Selling a home in winter: How to prepare the garden
Winter is nearly here, but don’t let your imminent move and the cold weather deter you from looking after your garden. Outside space is just as important as the home itself to a property buyer so at this time of year, it’s a case of cleaning up, covering up and making general repairs. Gardens will be looking darker, less inspiring and bare as the vibrant colours of summer disappear. And the winter sun, wind, cold and possibly snow can damage trees, shrubs, plants, flower buds, structures and statues if they are not protected.
Looking after your garden now will prevent weather-related damage and encourage new growth for next year. And it will ensure it’s looking its best over the next few months for those all-important viewings.

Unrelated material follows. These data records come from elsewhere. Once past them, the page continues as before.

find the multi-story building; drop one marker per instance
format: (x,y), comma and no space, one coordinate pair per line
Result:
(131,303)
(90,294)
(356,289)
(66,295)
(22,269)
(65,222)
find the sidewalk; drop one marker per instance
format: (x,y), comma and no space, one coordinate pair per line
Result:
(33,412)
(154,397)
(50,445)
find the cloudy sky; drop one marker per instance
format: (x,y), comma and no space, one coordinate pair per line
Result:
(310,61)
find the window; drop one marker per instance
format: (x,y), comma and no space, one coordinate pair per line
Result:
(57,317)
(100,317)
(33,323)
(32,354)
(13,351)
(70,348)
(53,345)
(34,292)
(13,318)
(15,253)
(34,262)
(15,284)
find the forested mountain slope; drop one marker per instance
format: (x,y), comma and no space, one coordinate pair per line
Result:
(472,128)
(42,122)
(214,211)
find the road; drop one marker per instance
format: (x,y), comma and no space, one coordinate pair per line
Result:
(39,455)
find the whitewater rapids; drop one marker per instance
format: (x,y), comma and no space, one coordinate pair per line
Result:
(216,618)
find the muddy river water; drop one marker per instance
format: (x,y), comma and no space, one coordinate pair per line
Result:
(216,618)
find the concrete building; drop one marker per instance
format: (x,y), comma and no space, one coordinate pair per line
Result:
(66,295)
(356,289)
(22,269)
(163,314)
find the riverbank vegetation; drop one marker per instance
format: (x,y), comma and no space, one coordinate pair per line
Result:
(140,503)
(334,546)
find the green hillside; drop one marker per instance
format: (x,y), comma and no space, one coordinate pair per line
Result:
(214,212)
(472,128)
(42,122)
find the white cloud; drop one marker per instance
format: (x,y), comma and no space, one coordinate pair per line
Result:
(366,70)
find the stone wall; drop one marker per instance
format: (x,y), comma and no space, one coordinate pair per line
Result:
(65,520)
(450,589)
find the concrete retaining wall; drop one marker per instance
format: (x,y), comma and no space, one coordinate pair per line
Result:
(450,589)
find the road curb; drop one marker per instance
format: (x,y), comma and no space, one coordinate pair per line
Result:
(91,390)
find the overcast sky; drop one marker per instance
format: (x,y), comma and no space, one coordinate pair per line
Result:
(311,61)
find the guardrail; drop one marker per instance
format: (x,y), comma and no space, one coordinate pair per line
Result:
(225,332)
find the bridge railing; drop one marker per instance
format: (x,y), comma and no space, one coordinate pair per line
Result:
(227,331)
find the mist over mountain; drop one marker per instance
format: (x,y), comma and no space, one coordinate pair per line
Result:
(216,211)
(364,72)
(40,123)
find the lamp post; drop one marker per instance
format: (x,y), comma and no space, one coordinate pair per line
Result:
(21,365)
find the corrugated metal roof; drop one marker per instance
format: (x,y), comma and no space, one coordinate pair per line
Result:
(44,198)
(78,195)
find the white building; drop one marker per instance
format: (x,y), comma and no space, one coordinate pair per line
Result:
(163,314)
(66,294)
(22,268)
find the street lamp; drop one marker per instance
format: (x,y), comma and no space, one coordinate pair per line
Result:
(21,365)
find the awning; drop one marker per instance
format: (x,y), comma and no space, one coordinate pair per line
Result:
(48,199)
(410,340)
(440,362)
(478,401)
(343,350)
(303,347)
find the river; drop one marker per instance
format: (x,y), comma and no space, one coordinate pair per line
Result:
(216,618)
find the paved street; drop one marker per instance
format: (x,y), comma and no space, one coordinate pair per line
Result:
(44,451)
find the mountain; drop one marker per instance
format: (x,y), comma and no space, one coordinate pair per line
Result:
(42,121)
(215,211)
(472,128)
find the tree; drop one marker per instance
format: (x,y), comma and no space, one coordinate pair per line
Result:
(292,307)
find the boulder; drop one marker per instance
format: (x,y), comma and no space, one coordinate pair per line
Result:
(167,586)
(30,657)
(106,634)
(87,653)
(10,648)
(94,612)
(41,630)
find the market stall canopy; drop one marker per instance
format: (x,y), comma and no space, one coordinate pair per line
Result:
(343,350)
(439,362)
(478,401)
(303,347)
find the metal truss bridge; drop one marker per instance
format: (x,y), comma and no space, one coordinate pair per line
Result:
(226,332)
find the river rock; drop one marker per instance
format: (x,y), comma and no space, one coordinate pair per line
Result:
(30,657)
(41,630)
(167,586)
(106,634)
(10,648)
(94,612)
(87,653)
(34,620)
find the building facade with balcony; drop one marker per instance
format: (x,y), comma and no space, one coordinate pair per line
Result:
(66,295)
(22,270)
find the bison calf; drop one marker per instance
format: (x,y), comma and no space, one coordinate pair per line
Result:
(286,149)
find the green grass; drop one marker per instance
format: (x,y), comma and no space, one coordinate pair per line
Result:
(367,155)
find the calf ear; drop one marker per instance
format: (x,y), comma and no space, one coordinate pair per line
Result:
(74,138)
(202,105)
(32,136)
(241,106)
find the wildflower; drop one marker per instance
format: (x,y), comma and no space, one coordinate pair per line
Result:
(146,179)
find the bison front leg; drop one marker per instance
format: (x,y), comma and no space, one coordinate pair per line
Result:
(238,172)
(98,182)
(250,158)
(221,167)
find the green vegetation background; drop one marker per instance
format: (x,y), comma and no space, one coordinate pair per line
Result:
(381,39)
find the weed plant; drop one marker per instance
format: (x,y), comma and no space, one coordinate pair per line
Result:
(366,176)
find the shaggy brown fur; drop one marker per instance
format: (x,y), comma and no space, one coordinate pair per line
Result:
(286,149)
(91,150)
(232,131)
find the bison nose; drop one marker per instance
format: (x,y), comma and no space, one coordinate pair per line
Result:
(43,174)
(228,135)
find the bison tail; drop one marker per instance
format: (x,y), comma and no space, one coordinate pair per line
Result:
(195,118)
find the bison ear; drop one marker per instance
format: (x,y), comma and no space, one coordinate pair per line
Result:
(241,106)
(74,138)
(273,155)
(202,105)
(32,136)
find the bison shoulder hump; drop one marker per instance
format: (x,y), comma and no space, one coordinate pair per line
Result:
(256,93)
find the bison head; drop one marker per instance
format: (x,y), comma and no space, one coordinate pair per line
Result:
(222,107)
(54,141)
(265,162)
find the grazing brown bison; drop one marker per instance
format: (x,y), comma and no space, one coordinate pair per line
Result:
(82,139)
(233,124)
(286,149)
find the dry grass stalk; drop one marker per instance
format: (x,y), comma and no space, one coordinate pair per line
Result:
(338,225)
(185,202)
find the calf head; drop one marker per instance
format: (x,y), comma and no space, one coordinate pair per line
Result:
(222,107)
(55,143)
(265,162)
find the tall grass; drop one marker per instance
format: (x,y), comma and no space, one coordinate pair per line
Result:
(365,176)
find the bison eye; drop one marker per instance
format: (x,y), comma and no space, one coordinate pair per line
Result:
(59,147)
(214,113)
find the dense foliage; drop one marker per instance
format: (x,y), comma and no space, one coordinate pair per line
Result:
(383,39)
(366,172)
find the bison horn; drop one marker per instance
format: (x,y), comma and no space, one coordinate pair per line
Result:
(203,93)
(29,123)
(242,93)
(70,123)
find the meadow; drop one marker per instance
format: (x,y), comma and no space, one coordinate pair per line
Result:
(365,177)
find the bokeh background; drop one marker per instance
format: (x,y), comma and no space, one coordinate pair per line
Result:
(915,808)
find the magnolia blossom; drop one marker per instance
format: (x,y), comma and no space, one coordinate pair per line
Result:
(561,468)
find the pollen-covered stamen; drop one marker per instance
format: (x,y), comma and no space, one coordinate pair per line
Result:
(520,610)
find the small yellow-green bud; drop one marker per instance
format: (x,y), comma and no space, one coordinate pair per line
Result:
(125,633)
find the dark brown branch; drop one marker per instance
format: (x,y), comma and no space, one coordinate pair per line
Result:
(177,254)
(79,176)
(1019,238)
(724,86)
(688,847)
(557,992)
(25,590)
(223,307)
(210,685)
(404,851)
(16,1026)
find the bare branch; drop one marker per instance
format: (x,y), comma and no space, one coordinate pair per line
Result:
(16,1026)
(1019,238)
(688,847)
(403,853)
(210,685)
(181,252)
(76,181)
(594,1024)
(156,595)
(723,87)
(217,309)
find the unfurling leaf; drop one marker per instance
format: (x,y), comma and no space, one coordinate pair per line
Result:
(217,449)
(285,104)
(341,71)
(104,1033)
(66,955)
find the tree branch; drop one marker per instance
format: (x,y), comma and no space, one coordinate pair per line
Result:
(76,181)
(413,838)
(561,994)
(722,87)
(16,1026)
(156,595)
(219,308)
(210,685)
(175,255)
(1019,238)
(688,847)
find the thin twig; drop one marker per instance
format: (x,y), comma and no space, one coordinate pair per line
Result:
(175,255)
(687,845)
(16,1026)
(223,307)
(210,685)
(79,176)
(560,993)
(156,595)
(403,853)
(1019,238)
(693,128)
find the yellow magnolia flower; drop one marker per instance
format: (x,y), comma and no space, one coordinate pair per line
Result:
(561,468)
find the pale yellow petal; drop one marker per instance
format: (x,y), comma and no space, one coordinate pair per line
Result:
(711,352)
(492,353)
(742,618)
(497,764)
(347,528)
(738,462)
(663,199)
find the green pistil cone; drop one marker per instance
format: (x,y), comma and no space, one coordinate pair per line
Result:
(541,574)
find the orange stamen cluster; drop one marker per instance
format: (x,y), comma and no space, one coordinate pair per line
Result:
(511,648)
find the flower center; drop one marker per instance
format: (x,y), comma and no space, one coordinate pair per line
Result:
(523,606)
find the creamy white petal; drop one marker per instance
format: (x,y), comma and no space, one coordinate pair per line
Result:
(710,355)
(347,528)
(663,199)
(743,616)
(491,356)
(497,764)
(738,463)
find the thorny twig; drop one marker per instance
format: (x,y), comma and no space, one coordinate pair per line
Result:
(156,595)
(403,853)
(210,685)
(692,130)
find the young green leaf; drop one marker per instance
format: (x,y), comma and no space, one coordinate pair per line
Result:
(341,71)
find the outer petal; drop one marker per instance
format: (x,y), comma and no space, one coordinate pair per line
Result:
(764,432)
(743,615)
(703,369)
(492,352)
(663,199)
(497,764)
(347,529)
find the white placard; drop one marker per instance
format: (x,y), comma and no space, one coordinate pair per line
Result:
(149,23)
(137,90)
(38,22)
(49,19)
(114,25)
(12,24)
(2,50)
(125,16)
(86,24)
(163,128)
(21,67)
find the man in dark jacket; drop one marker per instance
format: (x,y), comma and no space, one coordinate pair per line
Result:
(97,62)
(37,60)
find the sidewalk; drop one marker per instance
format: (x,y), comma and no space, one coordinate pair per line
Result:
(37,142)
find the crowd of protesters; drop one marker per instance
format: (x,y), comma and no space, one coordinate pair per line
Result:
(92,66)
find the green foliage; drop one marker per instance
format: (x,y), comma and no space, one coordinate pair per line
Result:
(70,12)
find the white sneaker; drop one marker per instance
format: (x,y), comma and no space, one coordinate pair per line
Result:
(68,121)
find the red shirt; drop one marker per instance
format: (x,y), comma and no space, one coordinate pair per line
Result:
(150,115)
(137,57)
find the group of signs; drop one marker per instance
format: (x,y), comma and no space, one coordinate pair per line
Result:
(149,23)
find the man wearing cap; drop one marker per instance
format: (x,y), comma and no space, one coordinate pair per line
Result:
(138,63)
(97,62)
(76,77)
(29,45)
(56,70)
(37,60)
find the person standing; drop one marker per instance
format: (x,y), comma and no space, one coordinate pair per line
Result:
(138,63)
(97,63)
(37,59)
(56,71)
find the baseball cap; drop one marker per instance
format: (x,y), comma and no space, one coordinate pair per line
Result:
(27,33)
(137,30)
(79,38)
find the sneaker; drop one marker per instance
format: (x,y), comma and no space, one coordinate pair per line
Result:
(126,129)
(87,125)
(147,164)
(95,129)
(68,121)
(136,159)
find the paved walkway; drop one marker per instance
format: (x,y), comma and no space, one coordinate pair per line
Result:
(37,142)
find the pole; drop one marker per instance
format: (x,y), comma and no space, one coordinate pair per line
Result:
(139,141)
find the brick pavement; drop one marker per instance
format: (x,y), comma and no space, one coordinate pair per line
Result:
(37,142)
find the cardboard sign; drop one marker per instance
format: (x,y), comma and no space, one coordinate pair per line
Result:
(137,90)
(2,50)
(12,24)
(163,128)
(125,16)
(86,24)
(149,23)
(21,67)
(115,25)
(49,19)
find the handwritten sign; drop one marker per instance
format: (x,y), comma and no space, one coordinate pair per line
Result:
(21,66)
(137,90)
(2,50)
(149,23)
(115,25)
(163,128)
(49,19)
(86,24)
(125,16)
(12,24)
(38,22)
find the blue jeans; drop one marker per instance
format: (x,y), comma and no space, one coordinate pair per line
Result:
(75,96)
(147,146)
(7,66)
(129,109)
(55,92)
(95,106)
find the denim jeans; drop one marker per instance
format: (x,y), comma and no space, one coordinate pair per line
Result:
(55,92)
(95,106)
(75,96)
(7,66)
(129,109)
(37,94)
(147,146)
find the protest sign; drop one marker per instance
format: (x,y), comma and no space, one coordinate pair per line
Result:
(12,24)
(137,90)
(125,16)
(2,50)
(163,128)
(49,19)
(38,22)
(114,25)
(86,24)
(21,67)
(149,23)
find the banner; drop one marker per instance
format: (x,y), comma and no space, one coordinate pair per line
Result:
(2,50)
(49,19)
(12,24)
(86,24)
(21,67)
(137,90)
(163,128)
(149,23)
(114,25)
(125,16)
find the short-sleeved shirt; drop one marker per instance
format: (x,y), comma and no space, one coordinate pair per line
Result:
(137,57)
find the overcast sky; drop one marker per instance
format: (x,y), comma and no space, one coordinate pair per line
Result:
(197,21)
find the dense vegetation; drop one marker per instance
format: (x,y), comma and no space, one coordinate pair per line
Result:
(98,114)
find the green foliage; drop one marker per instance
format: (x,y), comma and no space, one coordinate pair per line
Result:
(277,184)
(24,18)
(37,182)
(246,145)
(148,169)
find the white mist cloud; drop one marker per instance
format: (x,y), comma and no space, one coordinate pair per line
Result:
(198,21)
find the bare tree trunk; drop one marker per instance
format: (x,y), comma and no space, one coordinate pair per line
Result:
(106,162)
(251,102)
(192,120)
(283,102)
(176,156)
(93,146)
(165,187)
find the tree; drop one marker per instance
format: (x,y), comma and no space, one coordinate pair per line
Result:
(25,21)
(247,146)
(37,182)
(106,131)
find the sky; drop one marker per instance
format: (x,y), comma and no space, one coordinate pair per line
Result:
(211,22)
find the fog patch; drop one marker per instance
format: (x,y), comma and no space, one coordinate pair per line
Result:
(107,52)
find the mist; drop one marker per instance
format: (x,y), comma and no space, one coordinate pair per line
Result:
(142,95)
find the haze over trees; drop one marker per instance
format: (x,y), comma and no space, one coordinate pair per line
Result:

Layer-de-la-Haye, Essex – for sale with Fenn Wright Signature, Colchester
1. Rake up leaves
Raking leaves regularly not only neatens a garden for viewings, but it also provides a valuable natural resource as you can recycle them into a wonderful soil conditioner for the garden – leaf mould. Don’t just think about the lawn – there’s also your swimming pool cover and area, terraces and so on to clear as well.
2. Discourage weeds
Remove all of your weeds and then spread a thick layer of leaf mould to block the sun from the seeds that remain in the soil. This should help discourage further weed growth and smarten up your garden.
3. Care for your lawn
Autumn is a great time to be revitalising a tired lawn. It is important to keep it looking neat and tidy for viewings, which can be a challenge when wet weather makes it harder to mow. Remove old grass clippings and moss and brush a sandy top over the lawn, followed by some autumn lawn feed. You could also lay some new turf if you wanted to. Also clear paths where soil may have become compacted.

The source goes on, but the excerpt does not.